Quote: "but when will we hit the ceiling? when will we say this is fast enough? whats next 128 bit and 256 bit? come on!!!"
When we end up with photo-realistic graphics, beyond that point it's not really worth improving graphics. Of cause encryption, human-intelligence level AI, ultra realistic physics, and making gaming zones large, and more populated the ever before would prob push processing speeds even faster again.
Of cause at that point we'd probibly be bying "make your own game packages" where you just stand in front of a microphone and discribe what you want to happen, at which point films may well become interactive worlds.
Quote: "plenty of ways around that dual cores are the best one at the moment."
Quote: "you can get Dual Dual-core Opteron 64bit processors at least, that's what i've been told
that would be interesting"
Even duel cores aren't the awnser to double processing power, their's significant overheads to take into account. Duel Core technology was a desperate poly by Intel because AMD's processors are far more efficant. AMD's only really going with it because it looks bad otherwize. But don't get me wrong, there are advantage, but it's all multitasking, having one processor core deal with the graphics and the other, deal with AI, physics etc, but there's margin of improvement over single core processor's when it comes to dedicating all the power to one task isn't as great as many people think it is.
Quote: "they go up to 64GB physical, 4GB adressable, unless you own a Pentium M where it's 4GB physical also."
I beleive that 32-bit tops out at 64Mb "Virtual memory" i.e. paging to hard drive, and 8Gb "Physical Memory" as in ram sticks.
Quote: "Code for 64 bit IS much faster than 32bit. Have you seen a billion plus polygon scene rendering on XSI v5 64bit? If the code isn't optimised for 64bit dual core - you won't see any difference... But if it is - it's brilliant. DBProf is made for creating games that people can play! Make it for a 64-bit system and you've just cancelled out about 95% of your market. Until at least 50% of users have switched to 64bit you will only see games released with 64bit optimised code patches(like Far Cry).
The transition over to 64bit will take years. By the time everyone has settled down with it AMD and Intel will probably announce 128bit."
From what I've read in reviews and technical sheets, 64-bit isn't much faster, it can't just deal with much larger variables in a single go. For things like D=20, it's no faster at all, but when it comes to dealing with the size of variable needed to deal with 128Gb of RAM (physical sticks) or 16 Terrabytes of Virtual RAM (Paging to HDD) then it's definately better, the other advantage is that it is faster with dealing with ram because it can write larger blocks in a single go.

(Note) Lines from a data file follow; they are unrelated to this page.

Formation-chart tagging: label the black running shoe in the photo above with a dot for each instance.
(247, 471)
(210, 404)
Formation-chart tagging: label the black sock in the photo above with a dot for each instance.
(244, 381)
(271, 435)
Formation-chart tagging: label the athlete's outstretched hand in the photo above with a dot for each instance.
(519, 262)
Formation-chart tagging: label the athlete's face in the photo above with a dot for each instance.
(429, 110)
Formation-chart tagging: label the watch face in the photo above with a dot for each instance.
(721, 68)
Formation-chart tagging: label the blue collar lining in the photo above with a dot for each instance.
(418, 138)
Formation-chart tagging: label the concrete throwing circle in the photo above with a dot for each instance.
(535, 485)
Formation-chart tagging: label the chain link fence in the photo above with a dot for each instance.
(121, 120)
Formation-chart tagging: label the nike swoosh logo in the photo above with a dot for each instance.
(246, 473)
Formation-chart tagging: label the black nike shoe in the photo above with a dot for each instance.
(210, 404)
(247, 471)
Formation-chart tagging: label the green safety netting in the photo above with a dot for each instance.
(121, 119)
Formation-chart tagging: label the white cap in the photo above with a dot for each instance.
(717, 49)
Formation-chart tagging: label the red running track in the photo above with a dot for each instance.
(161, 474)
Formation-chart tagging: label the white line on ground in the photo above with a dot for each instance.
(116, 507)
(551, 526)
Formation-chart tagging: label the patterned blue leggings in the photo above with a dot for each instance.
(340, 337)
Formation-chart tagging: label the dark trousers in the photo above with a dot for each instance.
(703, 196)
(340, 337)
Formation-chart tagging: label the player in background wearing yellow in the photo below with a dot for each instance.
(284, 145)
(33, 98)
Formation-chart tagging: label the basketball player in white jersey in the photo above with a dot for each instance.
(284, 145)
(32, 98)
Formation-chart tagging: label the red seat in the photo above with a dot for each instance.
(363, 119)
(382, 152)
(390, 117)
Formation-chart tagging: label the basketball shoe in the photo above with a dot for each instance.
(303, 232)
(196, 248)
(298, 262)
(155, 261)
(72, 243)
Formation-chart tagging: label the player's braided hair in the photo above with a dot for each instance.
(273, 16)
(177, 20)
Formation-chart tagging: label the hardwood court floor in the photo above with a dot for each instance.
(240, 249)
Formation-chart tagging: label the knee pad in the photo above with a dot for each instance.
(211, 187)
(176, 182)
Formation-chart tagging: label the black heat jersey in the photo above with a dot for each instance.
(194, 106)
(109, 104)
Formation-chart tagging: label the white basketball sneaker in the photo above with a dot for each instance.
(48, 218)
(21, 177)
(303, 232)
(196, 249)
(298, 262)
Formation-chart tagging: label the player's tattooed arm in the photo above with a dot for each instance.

I might be wrong, but that's my understanding.
As for us just getting into 64-bit when they announce 128-bit, unlikely. When we left 16-bit technology it was because RAM size was getting to a point where 16-bit could no longer deal with it. Now 1.5 Gb RAM isn't far fetched, and 4Gb of RAM isn't unknown, manufactures want to make money so 64-bit is required to streach RAM into bigger and bigger sizes. With RAM of 128Gb now a distinct possibility, we have a way to go from 1.5Gb as standard and 4Gb considered high proformance. It's been 10 years since Windows 95 came into existance, and we will probibly have at least 10 years more before technology gets to the point where 128 is required.
Quote: "What I meant is that if the 32bit program is running it can only deal with 32bit data itself. A 32bit program cannot use 64bit dll's because that data types are different, you will have
32bit | 64bit
----------------
int32 | int64
float32| float64
or if it is running under Wow64, then the 64bit dll's would be treated as 32bit anyway.
Edit
or you may be talking about something that I mentioned before, where you have a small 'stub' program which probes the architecture type, and then extracts either the 32bit or 64bit of an app (but this would mean exe's would double in size as they have to carry both versions of the exe and two copies of each dll)."
To begin with 32-bit can be ported to 64-bit code, but because it's basically still 32-bit code in a 64-bit wrapper you can still over the 32-bit DLL for 32-bit systems. That's all the people who produced FAR CRY 64-bit did, it's only now that they are making 64-bit content rather then just making sure it runs on a 64-bit enviroment by wrapping it in a 64-bit wrapper.
Run before you can walk, always raise the stakes higher, always keep moving, because you never know who's catching up.